The film follows Jesse Pinkman (Aaron Paul) after the events of the Breaking Bad series finale. Having escaped the meth lab where he was held hostage, Jesse seeks a new life for himself in Alaska, despite being pursued by both criminals and the police.
Fans of Breaking Bad will appreciate that Jesse’s story arc has finally been brought to a satisfying close. The series left Jesse during his escape from his captors, leaving fans wondering where he would go next. Six years later, El Camino answered our questions.
Paul’s performance as Jesse is undoubtedly the best part of the movie. While I was initially skeptical about how Paul would fare returning to a character he last played when Obama was President, I was pleasantly surprised by his ability to capture Jesse’s emotional baggage and paranoia.
Whilst all serious Breaking Bad fans will appreciate El Camino, those who were particularly invested in Jesse’s arc will enjoy it the most. Fans will also appreciate cameos by familiar characters and references to events of the series.
Despite its merits, however, El Camino is not worth watching if you did not love Breaking Bad. What makes Breaking Bad one of the greatest TV shows of all time is its complexity — it is a family drama, a thriller and a character study, among other things. It manages to be all these things through its protagonist, Walter White (Bryan Cranston). Unfortunately, Walter only appears in one scene here.
As a result, the movie lacks its predecessor’s intricacy, and we are left with a fairly straightforward thriller. There is nothing inherently wrong with that, but it is a letdown compared to the brilliance of Breaking Bad. As a standalone film, El Camino will leave you underwhelmed. Simply put, Breaking Bad is a drama of Shakespearean proportions. El Camino just cannot reach those lofty heights.

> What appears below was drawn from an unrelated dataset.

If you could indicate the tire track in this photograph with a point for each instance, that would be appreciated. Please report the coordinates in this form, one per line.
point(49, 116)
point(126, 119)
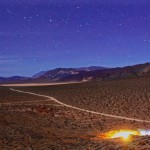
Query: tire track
point(80, 109)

Yet whilst it may fail to live up to the expectations set by Breaking Bad, El Camino is ultimately a satisfying epilogue to the series. It is better to think of El Camino as a coda to the show than as a standalone film. The perspective with which viewers approach the film may be the difference between gratification and disappointment. That being said, true fans of the show would be remiss not to see El Camino. It is a great “second finale” to one of the greatest TV series of all time.